Foresight Africa: Top Priorities for the Continent in 2016
Extract from the Brookings Institutions’ Foresight Africa: Top Priorities for the Continent in 2016“
‘Africa is at a tipping point in 2016. Despite all the success the continent has achieved in recent years, new and old dangers—economic, political, and security-related—threaten to derail its progress. I am not trying to sound ominous, though: Africa, with sound policymaking, effective leadership, and enough foresight—can meet and defeat these challenges as well as the many more to come.
In this year’s Foresight Africa, the Africa Growth Initiative and its colleagues discuss six overarching themes that place Africa at this tipping point and give their views on what they perceive to be key areas for intervention to keep Africa on its current rising trajectory. This year’s format is different from years past, encompassing viewpoints from high-level policymakers, academics, and practitioners, as well as utilizing visuals to better illustrate the paths behind and now in front of Africa.
In the first chapter, the authors cover the adverse effects of recent external economic shocks on Africa’s already slowing economic growth. While threats like the economic slowdown in PREFACE China and falling commodity prices may sound menacing to African economies, they actually provide opportunities in 2016 for implementing sound (and often innovative) policies for maintaining future growth.
Domestic growth and structural transformation is the theme of the second chapter, where the authors discuss jobs and the changing face of Africa’s economies. Despite Asia’s experience with industry as a driver of sustained growth, Africa’s growth is centered on the services sector—which raises a red flag for some experts. With the Sustainable Development Goals’ new emphasis on industry and jobs, 2016 is the perfect time to jump-start industrialization in Africa.
Human development in recent years has seen a myriad of successes and disappointments: Poverty rates continue to fall, but the number of poor in sub-Saharan Africa is actually rising. Malawi, Uganda, and others finally have agricultural sectors strong enough to support savings and investment by farmers, but the five countries with the highest food and nutrition security needs in the world are also in the region. Contributors in the third chapter cover these issues (as well as inequality, fragile states, women’s empowerment, and climate resilience) and what to do about them in 2016.
As Africa rapidly transforms both demographically and geographically, successful planning for urbanization must be on the agenda in 2016. The African population’s rapid move to cities is quickly creating megacities and huge population growth in intermediate cities before officials have the chance to implement good policies or finance robust infrastructure to support their inhabitants. In fact, the majority of urban residents in Africa live in slums, and access to electricity, sanitation, and clean water is not adequate.

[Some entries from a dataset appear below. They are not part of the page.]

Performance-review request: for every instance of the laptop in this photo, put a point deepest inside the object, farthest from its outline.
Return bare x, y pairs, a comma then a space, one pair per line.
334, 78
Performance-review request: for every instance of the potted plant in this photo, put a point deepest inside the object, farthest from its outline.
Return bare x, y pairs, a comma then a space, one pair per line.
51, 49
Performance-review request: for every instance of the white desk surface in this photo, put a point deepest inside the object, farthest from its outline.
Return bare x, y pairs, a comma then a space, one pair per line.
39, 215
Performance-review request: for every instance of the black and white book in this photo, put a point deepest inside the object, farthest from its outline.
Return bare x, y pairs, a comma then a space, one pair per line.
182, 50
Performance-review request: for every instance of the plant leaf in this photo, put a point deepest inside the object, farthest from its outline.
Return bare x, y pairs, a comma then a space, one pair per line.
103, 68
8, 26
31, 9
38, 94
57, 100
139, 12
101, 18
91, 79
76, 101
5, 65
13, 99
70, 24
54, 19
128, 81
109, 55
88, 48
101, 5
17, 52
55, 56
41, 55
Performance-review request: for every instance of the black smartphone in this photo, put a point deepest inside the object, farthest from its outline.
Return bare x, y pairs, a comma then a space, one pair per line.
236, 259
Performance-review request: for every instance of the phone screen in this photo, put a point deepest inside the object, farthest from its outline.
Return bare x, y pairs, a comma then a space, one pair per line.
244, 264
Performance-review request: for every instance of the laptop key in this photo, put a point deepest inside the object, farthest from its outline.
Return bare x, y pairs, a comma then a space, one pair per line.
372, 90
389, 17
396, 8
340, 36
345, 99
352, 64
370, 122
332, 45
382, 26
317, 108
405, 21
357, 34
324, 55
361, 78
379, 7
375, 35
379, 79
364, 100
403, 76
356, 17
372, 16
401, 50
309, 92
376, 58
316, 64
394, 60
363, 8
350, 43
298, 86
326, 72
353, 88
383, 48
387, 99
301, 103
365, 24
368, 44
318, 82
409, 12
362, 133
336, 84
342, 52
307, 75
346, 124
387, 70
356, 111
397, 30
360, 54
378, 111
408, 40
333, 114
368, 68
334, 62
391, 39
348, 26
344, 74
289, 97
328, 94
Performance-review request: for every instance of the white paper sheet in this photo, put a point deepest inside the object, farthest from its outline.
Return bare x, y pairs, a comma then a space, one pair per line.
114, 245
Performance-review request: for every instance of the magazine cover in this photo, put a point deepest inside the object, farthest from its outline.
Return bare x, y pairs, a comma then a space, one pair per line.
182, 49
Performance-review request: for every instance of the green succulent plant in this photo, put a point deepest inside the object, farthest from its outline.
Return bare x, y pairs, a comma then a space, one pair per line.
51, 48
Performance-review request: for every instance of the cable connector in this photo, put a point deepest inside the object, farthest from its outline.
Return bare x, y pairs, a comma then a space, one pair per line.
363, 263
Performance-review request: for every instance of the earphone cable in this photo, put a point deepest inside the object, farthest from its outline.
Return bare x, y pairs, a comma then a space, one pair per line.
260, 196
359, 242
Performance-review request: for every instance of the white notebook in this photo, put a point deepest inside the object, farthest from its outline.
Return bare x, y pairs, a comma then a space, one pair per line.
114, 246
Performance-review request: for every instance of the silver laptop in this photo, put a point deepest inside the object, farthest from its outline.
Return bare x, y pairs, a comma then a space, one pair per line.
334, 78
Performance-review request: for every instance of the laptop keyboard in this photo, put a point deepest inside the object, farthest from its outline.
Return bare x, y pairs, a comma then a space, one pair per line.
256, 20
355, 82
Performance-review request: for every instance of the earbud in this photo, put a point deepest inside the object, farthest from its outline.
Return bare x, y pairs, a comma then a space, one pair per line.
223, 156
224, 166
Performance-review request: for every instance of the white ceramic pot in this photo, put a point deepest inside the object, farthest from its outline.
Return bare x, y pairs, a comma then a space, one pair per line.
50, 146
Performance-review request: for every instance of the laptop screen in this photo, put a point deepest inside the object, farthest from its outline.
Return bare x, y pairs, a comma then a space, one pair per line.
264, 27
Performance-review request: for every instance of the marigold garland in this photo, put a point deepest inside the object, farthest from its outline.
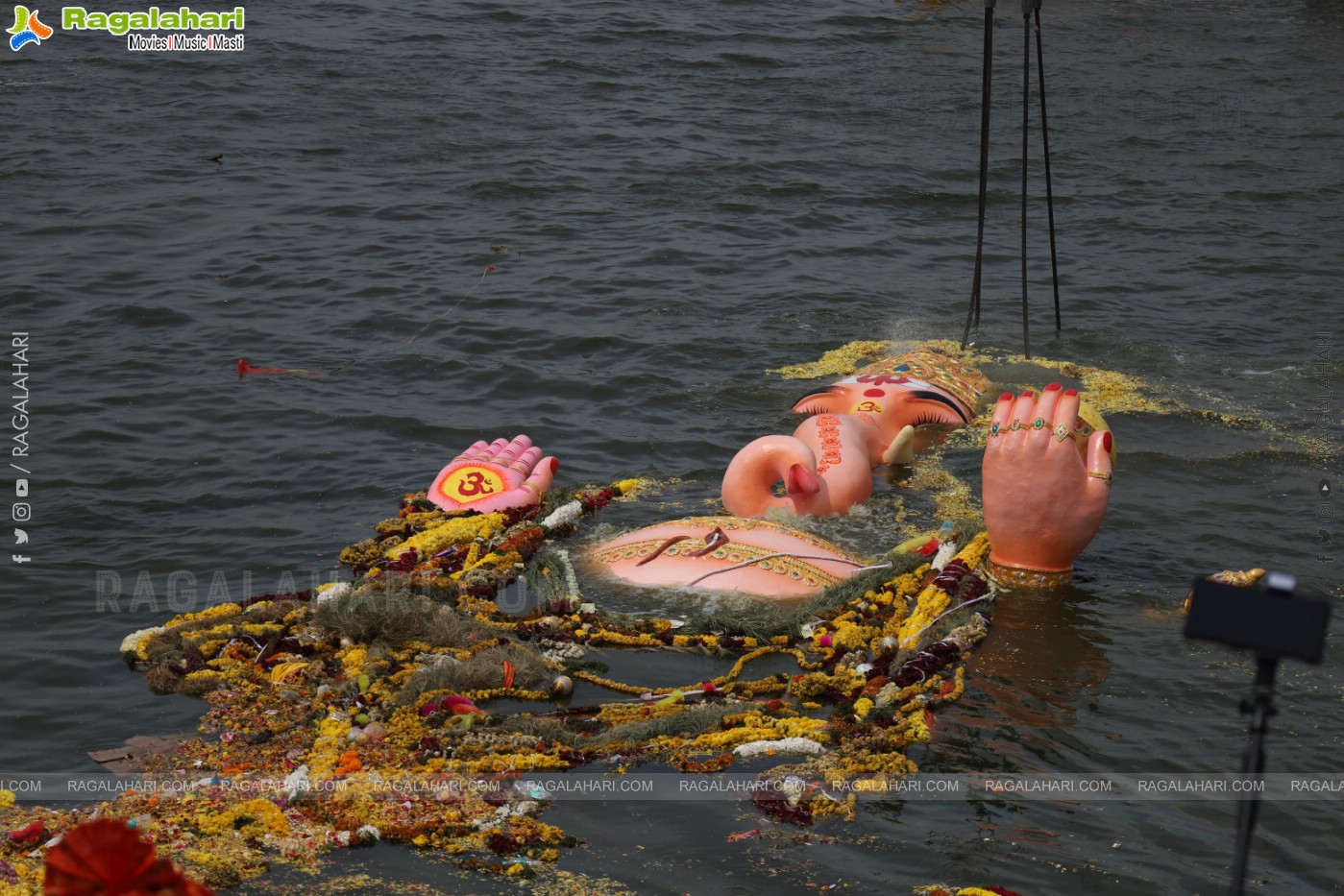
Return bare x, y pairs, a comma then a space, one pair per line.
288, 699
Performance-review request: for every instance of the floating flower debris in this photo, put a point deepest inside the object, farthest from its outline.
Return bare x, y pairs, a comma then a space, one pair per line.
369, 703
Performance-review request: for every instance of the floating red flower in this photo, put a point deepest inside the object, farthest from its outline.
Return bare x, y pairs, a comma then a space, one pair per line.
104, 858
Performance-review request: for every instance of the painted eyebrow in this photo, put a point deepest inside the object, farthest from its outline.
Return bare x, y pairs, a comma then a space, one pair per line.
814, 394
935, 397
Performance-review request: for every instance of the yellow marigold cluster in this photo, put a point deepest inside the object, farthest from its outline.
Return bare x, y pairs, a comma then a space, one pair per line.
930, 603
208, 613
253, 818
449, 532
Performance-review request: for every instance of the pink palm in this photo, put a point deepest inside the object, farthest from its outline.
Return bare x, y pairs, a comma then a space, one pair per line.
495, 477
1043, 502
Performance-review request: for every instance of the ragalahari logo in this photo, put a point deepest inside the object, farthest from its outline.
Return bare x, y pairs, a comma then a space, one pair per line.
27, 29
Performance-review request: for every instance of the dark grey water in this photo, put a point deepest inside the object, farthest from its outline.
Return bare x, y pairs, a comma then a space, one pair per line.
691, 195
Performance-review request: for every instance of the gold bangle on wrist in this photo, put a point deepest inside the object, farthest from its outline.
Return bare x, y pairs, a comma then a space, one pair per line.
1010, 576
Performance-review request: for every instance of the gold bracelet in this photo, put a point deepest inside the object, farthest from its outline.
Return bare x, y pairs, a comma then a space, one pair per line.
1026, 576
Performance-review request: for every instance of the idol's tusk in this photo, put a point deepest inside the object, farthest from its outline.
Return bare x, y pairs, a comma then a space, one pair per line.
902, 448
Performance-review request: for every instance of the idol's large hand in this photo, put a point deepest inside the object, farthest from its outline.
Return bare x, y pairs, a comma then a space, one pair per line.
1043, 502
495, 477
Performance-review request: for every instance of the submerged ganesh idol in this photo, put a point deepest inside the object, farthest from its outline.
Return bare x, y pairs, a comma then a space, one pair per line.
1046, 480
863, 421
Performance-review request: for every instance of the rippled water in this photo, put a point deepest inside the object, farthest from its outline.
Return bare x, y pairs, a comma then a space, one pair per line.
688, 196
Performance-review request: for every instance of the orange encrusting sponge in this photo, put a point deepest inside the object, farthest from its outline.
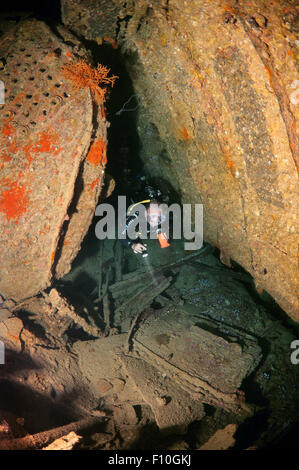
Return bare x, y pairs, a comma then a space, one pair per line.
163, 240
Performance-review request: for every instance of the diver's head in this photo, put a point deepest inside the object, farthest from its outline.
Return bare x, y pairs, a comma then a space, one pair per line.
154, 213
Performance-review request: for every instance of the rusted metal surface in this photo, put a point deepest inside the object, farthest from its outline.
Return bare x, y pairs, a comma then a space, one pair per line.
217, 87
49, 184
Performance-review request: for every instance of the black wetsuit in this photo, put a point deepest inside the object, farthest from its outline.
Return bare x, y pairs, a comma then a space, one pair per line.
127, 242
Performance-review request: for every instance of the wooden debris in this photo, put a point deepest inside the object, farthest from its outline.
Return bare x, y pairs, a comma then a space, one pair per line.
41, 439
67, 442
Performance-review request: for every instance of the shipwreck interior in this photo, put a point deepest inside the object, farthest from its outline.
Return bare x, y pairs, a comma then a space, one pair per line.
187, 102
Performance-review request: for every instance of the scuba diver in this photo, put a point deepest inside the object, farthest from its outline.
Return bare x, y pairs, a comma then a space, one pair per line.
154, 218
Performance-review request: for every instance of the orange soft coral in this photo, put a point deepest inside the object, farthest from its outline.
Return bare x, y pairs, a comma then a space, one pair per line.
83, 75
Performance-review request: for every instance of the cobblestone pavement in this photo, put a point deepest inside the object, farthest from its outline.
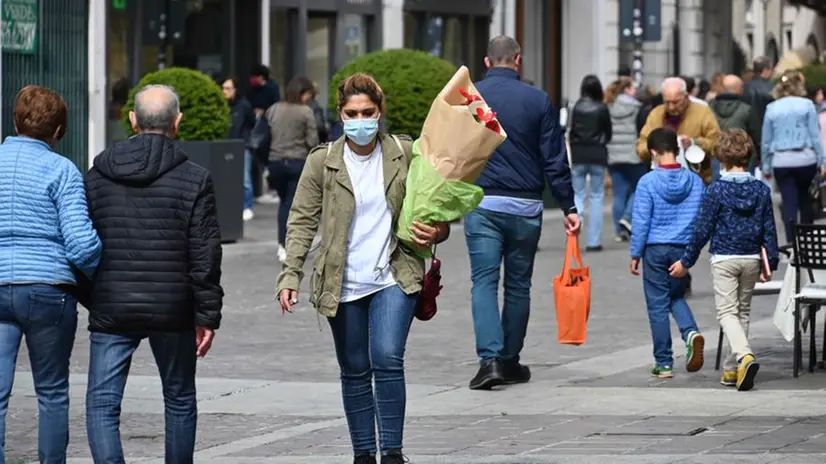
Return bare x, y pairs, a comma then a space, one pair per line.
269, 389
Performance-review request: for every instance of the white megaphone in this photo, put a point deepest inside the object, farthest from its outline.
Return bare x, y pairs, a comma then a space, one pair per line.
695, 155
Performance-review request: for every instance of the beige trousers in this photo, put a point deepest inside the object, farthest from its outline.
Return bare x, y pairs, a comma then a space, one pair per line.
734, 281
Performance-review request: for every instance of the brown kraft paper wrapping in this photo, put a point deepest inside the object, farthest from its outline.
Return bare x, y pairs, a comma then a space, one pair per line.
454, 143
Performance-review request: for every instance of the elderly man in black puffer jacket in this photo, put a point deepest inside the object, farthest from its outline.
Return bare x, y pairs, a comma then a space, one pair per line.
159, 275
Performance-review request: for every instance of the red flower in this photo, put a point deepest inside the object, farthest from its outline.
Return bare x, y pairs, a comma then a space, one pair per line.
469, 98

2016 also brings a number of complex political and governance challenges, following on from the year before. While 2015 did see many successes (Nigeria peacefully transitioned to a new regime and the Tripartite Free Trade Agreement was signed), it also experienced upheavals (the civil wars in the Central African Republic and South Sudan raged on and the Nile riparian states continued their heated dispute). As the upcoming year could see a continuation of these trends, the fifth chapter covers how leaders might address the continuing obstacles to peace, prosperity, and good governance at both the national and regional levels in 2016.
With the signing of the Trans-Pacific Partnership Agreement, trade relationships the world over will drastically change in 2016—just as African countries are taking major steps towards regional economic integration and enacting their own export-oriented policies. The sixth and final chapter explores the changes in and implications of the shifting global trade environment on Africa’s prospects for enhancing its own competitiveness and trade performance.
With our sixth annual Foresight Africa, we aim to capture the top priorities for Africa in 2016, offering recommendations for African and international stakeholders for creating and supporting a strong, sustainable, and successful Africa. In doing so, we hope that Foresight Africa 2016 will promote a dialogue on the key issues influencing economic development in Africa in 2016 and ultimately provide sound strategies for sustaining and expanding the benefits of economic growth to all people of Africa in the years ahead.
Over the course of the year, we will incorporate the feedback we will get from our readers and continue the debate on Africa’s priorities through a series of events, research reports, and blog posts. We look forward to this important conversation on how Africa might best flourish in 2016.’